Class of ’04 ready to take next big step

A commencement address to the College Class of 2004:

This is your big day — the day when you jam four years’ worth of unlaundered underwear into a Hefty bag and leave college, prepared by your professors to go out into the Real World. The first thing you’ll notice is that your professors did not go out there with you. They’re not stupid; that’s why they’re professors. They’ve figured out that college is a carefree place where the most serious real problem is finding a legal parking space. So your professors are going to stay in college until they die. Even then, they’ll go right on teaching classes. This is called “tenure.”

But you, the members of the Class of 2004, have committed the grave tactical blunder of acquiring enough credits to graduate. So now you’re leaving college and embarking upon the greatest adventure — and the biggest challenge — of your young lives: moving back in with your parents.

Decades ago, when I graduated from college, my friends and I would rather have undergone a vasectomy with a fondue fork than move back in with our parents. But times have changed, and today many graduates don’t want to go straight from college into a harsh and unforgiving world fraught with unbearable hardships, such as no free high-speed Internet. And so many of you will return home, hand your Hefty bag to Mom for processing, and move back into your old room, which is filled with your childhood memories, not to mention the faint aroma of gerbil doots.

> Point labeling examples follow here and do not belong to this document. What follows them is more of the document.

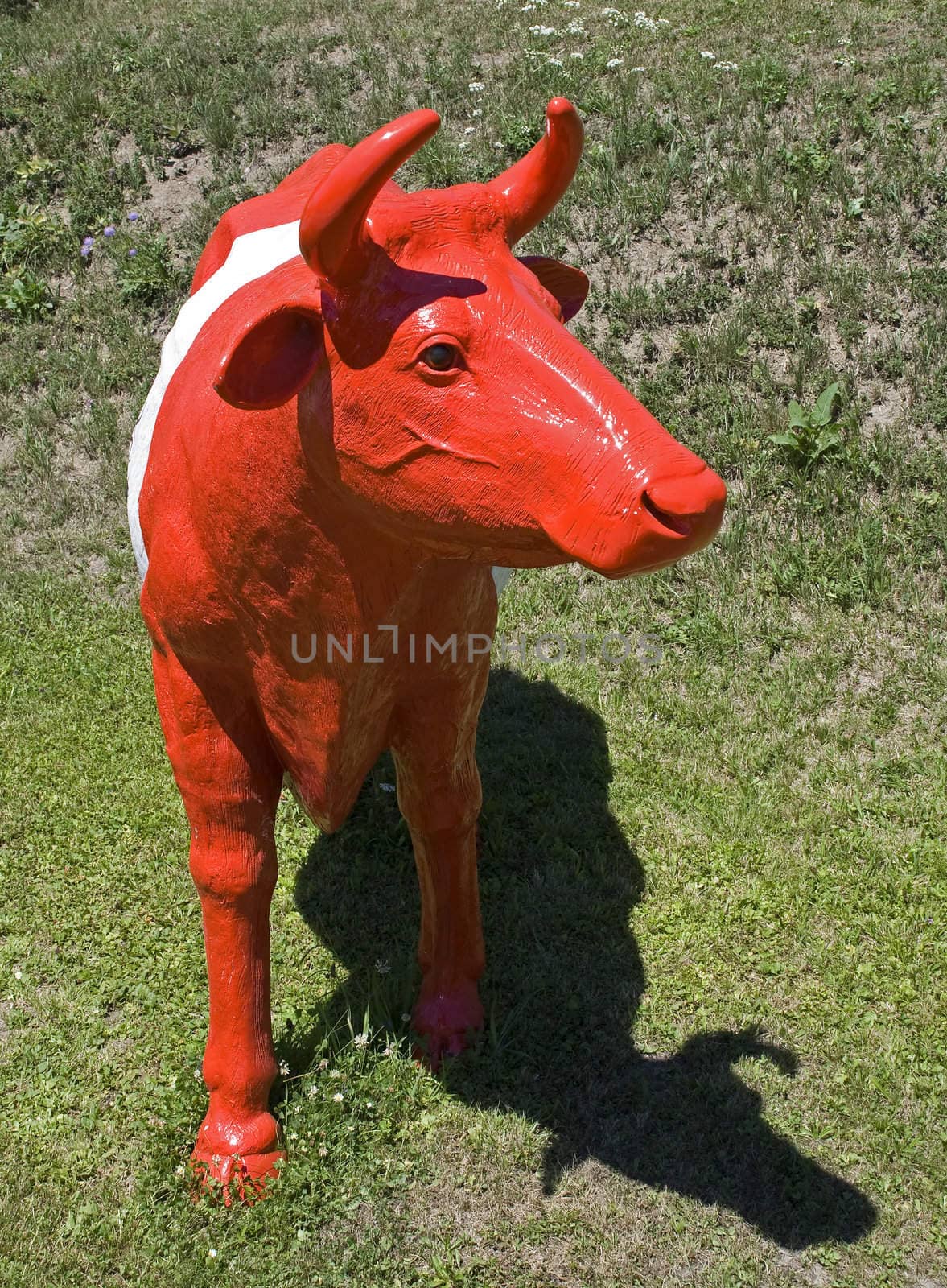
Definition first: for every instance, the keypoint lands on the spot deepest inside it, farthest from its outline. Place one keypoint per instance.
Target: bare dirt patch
(178, 188)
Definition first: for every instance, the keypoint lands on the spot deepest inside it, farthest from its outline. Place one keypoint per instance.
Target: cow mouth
(676, 523)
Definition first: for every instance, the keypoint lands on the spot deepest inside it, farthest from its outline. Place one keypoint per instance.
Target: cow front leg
(229, 782)
(439, 796)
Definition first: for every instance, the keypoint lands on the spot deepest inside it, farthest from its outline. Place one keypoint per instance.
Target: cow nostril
(676, 522)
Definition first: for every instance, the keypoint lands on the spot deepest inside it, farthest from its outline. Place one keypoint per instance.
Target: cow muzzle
(665, 519)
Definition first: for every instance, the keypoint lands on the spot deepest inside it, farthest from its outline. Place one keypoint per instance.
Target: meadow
(713, 873)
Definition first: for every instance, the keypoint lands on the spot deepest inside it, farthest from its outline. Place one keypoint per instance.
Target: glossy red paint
(352, 440)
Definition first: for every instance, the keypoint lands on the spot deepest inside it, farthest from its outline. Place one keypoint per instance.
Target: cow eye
(440, 357)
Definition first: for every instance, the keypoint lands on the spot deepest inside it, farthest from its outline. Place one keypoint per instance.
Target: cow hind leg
(439, 796)
(229, 781)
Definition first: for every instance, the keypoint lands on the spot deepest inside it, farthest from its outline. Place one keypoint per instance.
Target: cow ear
(566, 283)
(272, 360)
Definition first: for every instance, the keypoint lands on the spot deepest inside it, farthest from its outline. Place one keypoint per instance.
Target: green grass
(713, 886)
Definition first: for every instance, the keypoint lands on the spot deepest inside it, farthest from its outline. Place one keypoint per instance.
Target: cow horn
(332, 229)
(533, 186)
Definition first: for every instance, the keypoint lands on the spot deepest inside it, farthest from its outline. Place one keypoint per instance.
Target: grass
(713, 877)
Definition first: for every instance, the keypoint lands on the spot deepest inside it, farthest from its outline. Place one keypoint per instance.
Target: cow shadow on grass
(565, 979)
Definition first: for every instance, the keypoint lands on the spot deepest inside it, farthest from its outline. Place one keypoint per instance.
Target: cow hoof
(234, 1178)
(444, 1021)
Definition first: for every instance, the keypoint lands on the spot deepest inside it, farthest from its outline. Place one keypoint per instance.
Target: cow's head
(438, 383)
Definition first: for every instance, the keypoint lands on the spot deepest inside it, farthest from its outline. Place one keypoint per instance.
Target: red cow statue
(365, 403)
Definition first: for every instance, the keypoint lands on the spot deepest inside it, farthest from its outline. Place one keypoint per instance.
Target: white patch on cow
(250, 257)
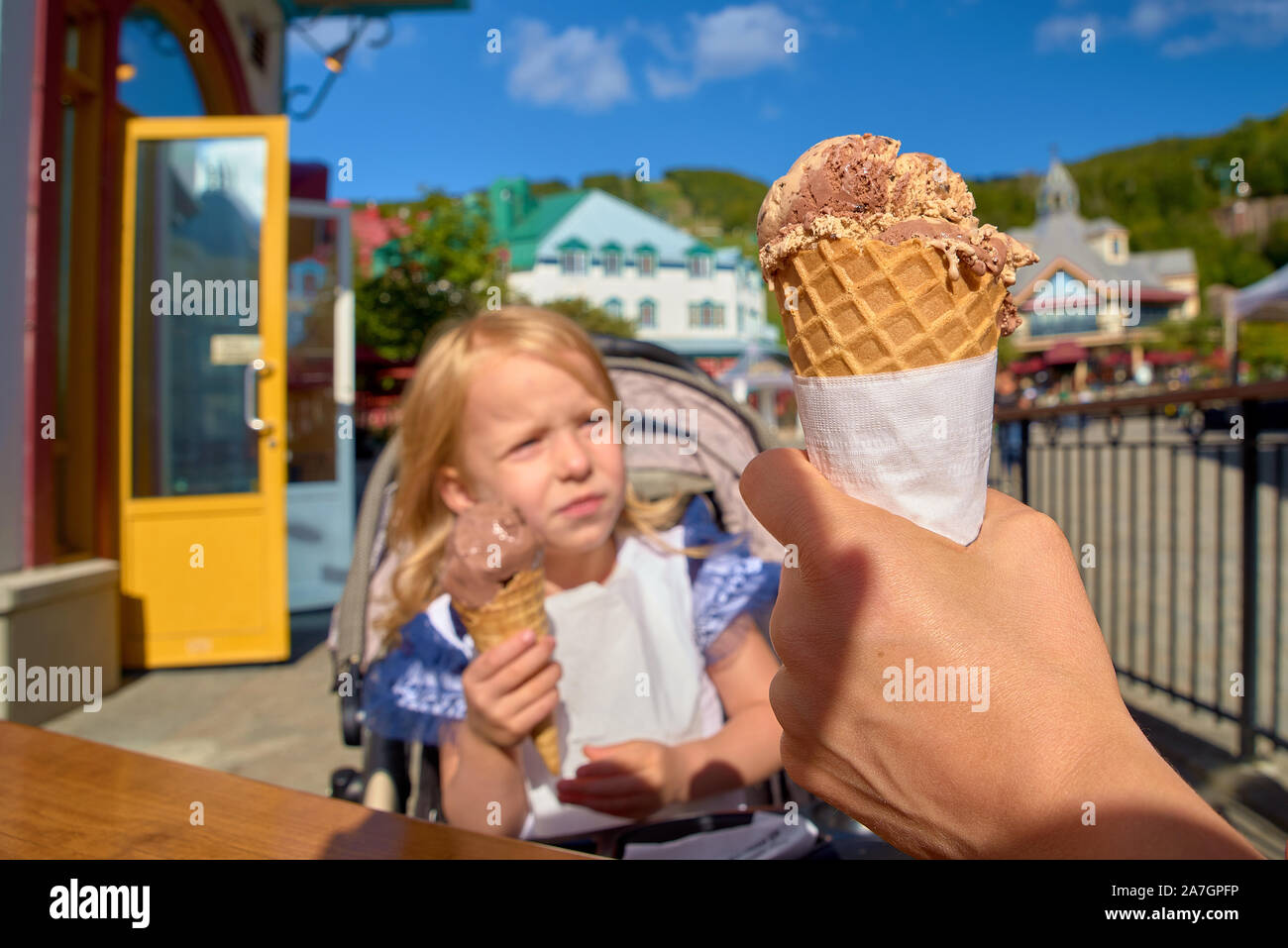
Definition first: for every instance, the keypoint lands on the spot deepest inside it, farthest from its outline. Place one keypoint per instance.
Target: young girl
(649, 651)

Is this a bad thing? Does the fact that you, a grown adult, are moving back in with your parents mean that you’re a sponging loser?

Yes. You are SpongeBob LoserPants.

No! Sorry! I mean: No. It’s fine! Your parents don’t mind! They’re thrilled to have you back home! Even from way up here on the podium, I can hear their teeth grinding with joy.

Besides, it’s only temporary, right? In time you’ll get tired of living with your parents, with their constant nagging about how you need to find a job, or at least help with the housework, and could you put gas in Dad’s car when you borrow it, and can you explain the Mystery Thong that Dad found in the backseat cup holder, and MY GOD IS THAT A TATTOO, and could you not play that music so loud at night, or could you at least play some DECENT music, we’re not “squares” you know, we like GOOD rock ‘n’ roll, we like The Mamas and The Papas, the Beatles — though not the later Beatles — but this music today, you can’t even call it music, it sounds like angry men clubbing a yak to death with electric guitars, and HOW COULD YOU GET A TATTOO THERE, and there are 15 Starbucks — no wait, now it’s 16 Starbucks — within walking distance of this house and surely one of them would be happy to hire somebody with a degree in anthropology, and here’s an article I found in Women’s Day about tattoo removal that you might want to … DON’T YOU WALK AWAY WHEN I’M TALKING TO YOU …

Yes, graduates, as much as you love your mom and dad, you’re realistic enough to understand, deep down inside, that they are the two most annoying human beings on the planet. And so the time will come — I give it six weeks — when you realize that you can no longer continue living with them. And so you will summon your courage, take a deep breath, and ask them to move out. It’s only fair! They’ve had the house practically to themselves for years! Now it’s your turn! Let THEM go work at Starbucks.

Of course, eventually, you, the Class of 2004, will want to have a career. You may think you’ll never find your “dream job,” but trust me: If you set your goals high, and you never, ever give up, I guarantee you that one day, you will find yourself working for a huge impersonal corporation run by morons. Everybody does! It’s not so bad: You get a little cubicle where you sit all day doing some tedious corporate thing that has absolutely nothing to do with anything you learned in college. For diversion you’ll speculate with your fellow cubicle dwellers on how your corporation manages to survive under a management team with the combined IQ of a kielbasa. On your break, you’ll go buy a mocha latte from Dad. You’ll settle into a comfortable routine, and before you know it, you’ll have kids of your own. And one day, you’ll send them off to college.

When that happens, Class of 2004, change the locks.


– Dave Barry is a humor columnist for the Miami Herald.